Participation in both TRACT (cancer mechanisms and therapeutics) and TransPot (prostate cancer translational research) consistently points to oncology diagnostics as their core industrial competence.
ALMAC DIAGNOSTIC SERVICES LIMITED
Northern Ireland-based private diagnostics company providing oncology biomarker expertise and clinical assay infrastructure to cancer research consortia.
Their core work
Almac Diagnostic Services is a private pharmaceutical and diagnostics company based in Craigavon, Northern Ireland, operating as a specialist arm of the Almac Group — a contract research and manufacturing organisation with deep roots in drug development and clinical diagnostics. Their H2020 participation was entirely within MSCA Innovative Training Networks, meaning they served as an industry host and training environment for early-stage researchers working on cancer mechanisms and prostate cancer translational research. This role signals that they bring real-world clinical diagnostics infrastructure and oncology expertise into academic-led consortia, rather than conducting basic research themselves. Their involvement in two consecutive cancer-focused networks suggests a deliberate strategy of engaging with the academic research pipeline to stay at the frontier of oncology biomarker and diagnostics development.
What they specialise in
TransPot (2017-2021) is explicitly a translational research network, and Almac received EUR 273,288 as a participant, indicating substantive contribution beyond symbolic membership.
Both projects are MSCA-ITN-ETN schemes, which require industry partners to host and co-supervise PhD researchers — a structured commitment to research training capacity.
TRACT's focus on cancer mechanisms and therapeutics training implies Almac contributed industry knowledge of therapeutic development pipelines and clinical assay design.
How they've shifted over time
Both H2020 projects began within a single year of each other (2016 and 2017), making it impossible to trace meaningful keyword evolution across time — no keyword data was recorded for either project. What can be observed is a subtle narrowing of focus: from the broader cancer mechanisms and therapeutics landscape covered by TRACT, toward the more specific translational research context of prostate cancer in TransPot. This suggests a deliberate move toward more defined disease areas where Almac's diagnostic assay capabilities can be directly applied to clinical development questions. Without additional projects or keyword metadata, this reading remains speculative.
Based on limited data, Almac appears to be moving from broad cancer training partnerships toward targeted translational oncology networks where their diagnostics infrastructure directly supports clinical research pipelines.
How they like to work
Almac has never coordinated an H2020 project — they enter consortia strictly as a partner or participant, consistent with an industry actor that contributes specialist infrastructure rather than leading research agendas. Despite only two projects, they accumulated 26 unique partners across 10 countries, which reflects the large consortium architecture typical of MSCA-ITN networks rather than any particular network-building strategy on Almac's part. Working with them likely means access to a professional diagnostics environment for researcher training, but do not expect them to drive the scientific programme.

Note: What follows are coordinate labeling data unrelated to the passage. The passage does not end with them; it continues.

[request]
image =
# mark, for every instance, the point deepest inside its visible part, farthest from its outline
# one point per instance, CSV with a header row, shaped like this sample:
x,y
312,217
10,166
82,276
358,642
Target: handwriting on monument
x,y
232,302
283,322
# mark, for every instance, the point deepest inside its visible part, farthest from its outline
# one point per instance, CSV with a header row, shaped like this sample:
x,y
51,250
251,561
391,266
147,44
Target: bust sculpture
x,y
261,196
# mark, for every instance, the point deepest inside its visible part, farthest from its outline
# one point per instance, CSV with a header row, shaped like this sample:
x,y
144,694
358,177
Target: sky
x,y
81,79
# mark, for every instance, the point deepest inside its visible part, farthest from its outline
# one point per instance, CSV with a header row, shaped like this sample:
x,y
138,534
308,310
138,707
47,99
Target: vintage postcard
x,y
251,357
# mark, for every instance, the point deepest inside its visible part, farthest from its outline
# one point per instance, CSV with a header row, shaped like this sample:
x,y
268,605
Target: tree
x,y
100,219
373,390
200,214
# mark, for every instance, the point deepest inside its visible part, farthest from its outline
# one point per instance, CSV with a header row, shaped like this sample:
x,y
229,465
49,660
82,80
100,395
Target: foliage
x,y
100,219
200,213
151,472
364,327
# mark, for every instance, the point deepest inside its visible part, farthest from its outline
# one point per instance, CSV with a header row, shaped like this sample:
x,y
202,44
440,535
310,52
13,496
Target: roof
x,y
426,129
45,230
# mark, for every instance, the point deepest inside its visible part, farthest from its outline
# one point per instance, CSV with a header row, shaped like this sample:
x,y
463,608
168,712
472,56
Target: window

Almac connected with 26 unique partners across 10 countries through just two projects, a figure driven almost entirely by the multi-node structure of MSCA training networks rather than independent relationship-building. Their European footprint is real but consortium-mediated rather than strategically cultivated.
What sets them apart
Almac Diagnostic Services occupies a rare position as a large private-sector diagnostics company — not an SME — with a genuine commitment to embedding early-stage researchers in industrial cancer diagnostics workflows. This makes them a credible industry anchor for MSCA or health research consortia that need a non-academic partner with real clinical assay and biomarker development infrastructure. For a consortium building a translational oncology network, an industry partner with Almac's scale and regulatory experience is substantially harder to replace than a typical SME associate.

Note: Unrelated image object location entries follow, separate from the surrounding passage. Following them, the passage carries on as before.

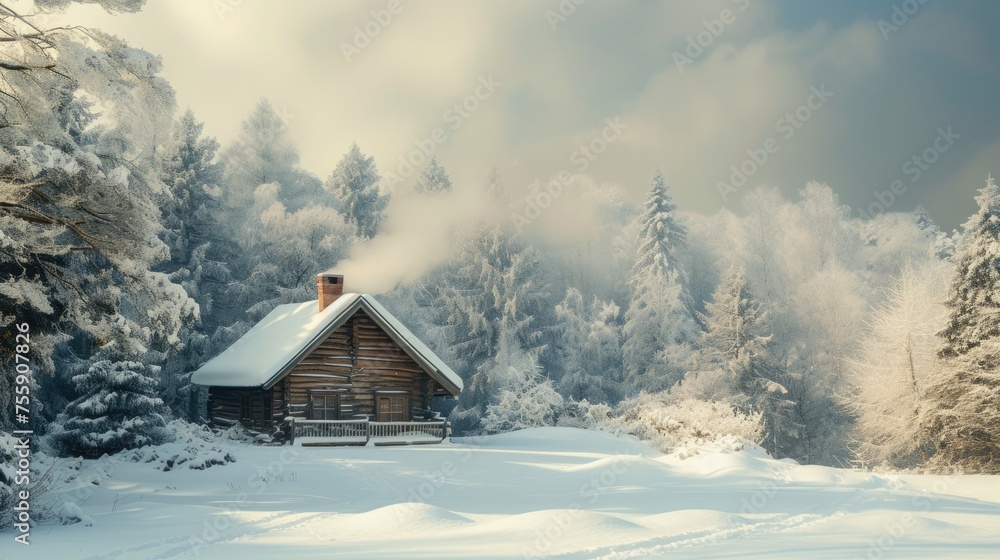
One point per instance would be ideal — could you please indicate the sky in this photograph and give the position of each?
(892, 104)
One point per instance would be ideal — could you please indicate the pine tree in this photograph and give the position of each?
(117, 410)
(589, 349)
(963, 412)
(495, 187)
(736, 340)
(942, 246)
(190, 211)
(355, 183)
(661, 235)
(659, 324)
(264, 153)
(433, 179)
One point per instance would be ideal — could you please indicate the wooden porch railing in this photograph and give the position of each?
(360, 432)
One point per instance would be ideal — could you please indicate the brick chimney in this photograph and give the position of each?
(329, 287)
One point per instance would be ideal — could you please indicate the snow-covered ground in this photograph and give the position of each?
(551, 492)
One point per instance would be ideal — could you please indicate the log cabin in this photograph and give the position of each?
(342, 357)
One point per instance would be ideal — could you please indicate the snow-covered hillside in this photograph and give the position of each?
(543, 492)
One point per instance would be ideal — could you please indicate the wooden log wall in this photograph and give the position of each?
(357, 361)
(225, 405)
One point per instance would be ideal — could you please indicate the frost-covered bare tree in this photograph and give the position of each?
(78, 222)
(898, 357)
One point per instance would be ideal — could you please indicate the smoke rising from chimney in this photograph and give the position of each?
(417, 236)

Highlights from their portfolio
- TransPotThe only project where Almac received direct EC funding (EUR 273,288), and its explicit translational research mandate in prostate cancer most directly reflects Almac's diagnostic services capabilities.
- TRACTAlmac's entry point into H2020 as a third-party industry host in a broad cancer mechanisms training network, establishing their pattern of engagement with academic oncology consortia.